I've heard it said that pigeons are doves on steriods!

Actually, they are all "columbiformes", the family of pigeons and doves. So, yes, they're the same thing, in the sense that Budgies and Senegals are both the same thing--they are of the parrot family. But appearances aside, the temperament between the two is like night and day, believe me! We have both. 

Of course, there are always anomalies...

Judy and I keep Diamond Doves--the tiniest of doves. They are sweet, pretty, and make a pleasant sound.

And then there is Bernie, our rehabbed male pigeon. Bernie suffers from an excess of personality. And with a street value of virtually zero, he is far and away our favorite bird. It is no contest. Bernie Rules! He is the only bird out of twenty not to be caged in our home. We use a lot of kleenex... Oh, in his case, it's true about the droppings.

Our very own Terri has a very sassy Ring Neck Dove named Lovey. When last I heard, Lovey holds her own against Dinky, Terri's rescued feral pigeon, very well indeed. And the Dinkster is no slouch!

Again, there are always anomalies. Bernie and Lovey are two examples. 

Pics of Dinky, Lovey and Bernie are up on the Member's Gallery of this website.

Welcome aboard!

--Ray


----------



## Darrell (Feb 3, 2002)

Diane, I have Diamond, White and Ringneck doves. The diamonds are the least messy. They are wilder than the white or ringneck and seem to be harder to raise. You can tame the white or ringneck just by handling it, feeding it bread, etc. Some breeders keep the birds in a 2x2x2.I keep mine outside and the large birds, white and ringnecks can withstand colder weather than the diamonds without any problems. You can buy the wild bird mix at Walmart for $5 for 25lbs. This seems too work fine.I'll add a quality bird mix and grit also. If you have any questions just email me and I will answer any question I can. Good luck with your bird if you buy it, Darrell


----------



## critterlover2 (Jan 15, 2001)

Hi Diane,

Well seems everyone has given you alot of good advice on getting a dove
 






All the ins and outs. I just wanted to share some personal info on my Lovey.

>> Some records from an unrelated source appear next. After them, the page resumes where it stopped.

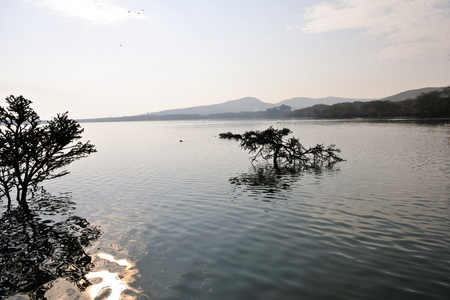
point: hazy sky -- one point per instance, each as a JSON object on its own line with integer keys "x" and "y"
{"x": 101, "y": 58}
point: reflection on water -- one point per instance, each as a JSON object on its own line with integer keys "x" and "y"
{"x": 375, "y": 229}
{"x": 271, "y": 184}
{"x": 43, "y": 256}
{"x": 111, "y": 283}
{"x": 36, "y": 249}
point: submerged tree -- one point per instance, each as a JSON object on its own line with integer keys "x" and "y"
{"x": 290, "y": 153}
{"x": 30, "y": 152}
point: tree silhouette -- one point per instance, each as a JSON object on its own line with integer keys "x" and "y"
{"x": 290, "y": 153}
{"x": 36, "y": 250}
{"x": 30, "y": 152}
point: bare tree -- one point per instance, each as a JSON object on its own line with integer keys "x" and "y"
{"x": 30, "y": 152}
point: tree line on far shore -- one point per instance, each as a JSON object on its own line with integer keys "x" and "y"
{"x": 435, "y": 104}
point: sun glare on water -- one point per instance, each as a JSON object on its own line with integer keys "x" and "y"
{"x": 110, "y": 283}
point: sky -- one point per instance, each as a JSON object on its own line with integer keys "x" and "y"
{"x": 110, "y": 58}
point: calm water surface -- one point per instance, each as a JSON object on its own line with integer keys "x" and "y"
{"x": 192, "y": 220}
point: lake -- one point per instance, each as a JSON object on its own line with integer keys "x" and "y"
{"x": 184, "y": 215}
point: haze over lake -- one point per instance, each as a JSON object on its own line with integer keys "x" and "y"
{"x": 195, "y": 221}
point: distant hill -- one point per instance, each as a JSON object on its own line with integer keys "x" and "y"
{"x": 248, "y": 104}
{"x": 253, "y": 105}
{"x": 302, "y": 102}
{"x": 411, "y": 94}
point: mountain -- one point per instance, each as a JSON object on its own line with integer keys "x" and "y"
{"x": 411, "y": 94}
{"x": 248, "y": 104}
{"x": 302, "y": 102}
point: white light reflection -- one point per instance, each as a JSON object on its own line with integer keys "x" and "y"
{"x": 111, "y": 282}
{"x": 109, "y": 285}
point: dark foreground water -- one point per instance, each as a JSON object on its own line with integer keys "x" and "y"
{"x": 193, "y": 220}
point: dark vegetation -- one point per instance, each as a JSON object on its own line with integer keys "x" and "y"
{"x": 271, "y": 144}
{"x": 35, "y": 251}
{"x": 31, "y": 152}
{"x": 435, "y": 104}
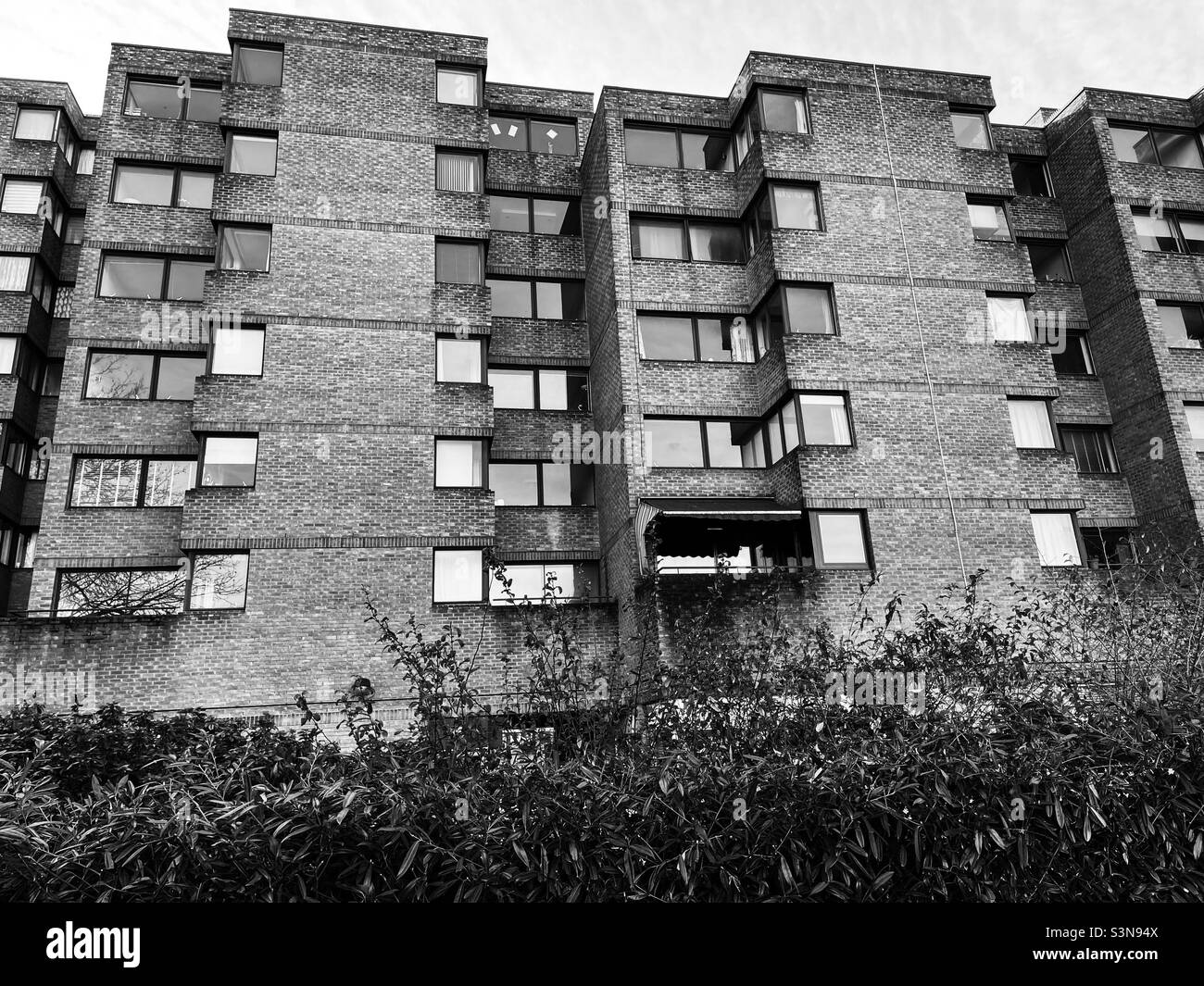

Ray is right in that I have a RN dove and I wouldn't trade her for the world! She is incredible sweet and loving. I found her sitting in the driveway of a mortuary, of all places. She wouldn't move and I was afraid of scaring her off but she just sat their looking at me. It was in the dead of summer so I kind of figured she was pretty thirsty. She made no move as I picked her up and we became best pals ever since.

She thinks she a big bad bird. She kicks Dinky's hind end and Dinky is at least twice her size!

Since she has free reign over the house she feels she is entitled to everything and anything she wants, and deservedly so, she gets it
















She makes beautiful sounds, her giggles and coos are so sweet. When she's not setting on eggs she hitches a ride on my head or shoulder everywhere I go and loves to preen my hair and give kissy-kisses.

I don't know if this is the personality of all RN doves, but then Lovey is one of a kind in my heart.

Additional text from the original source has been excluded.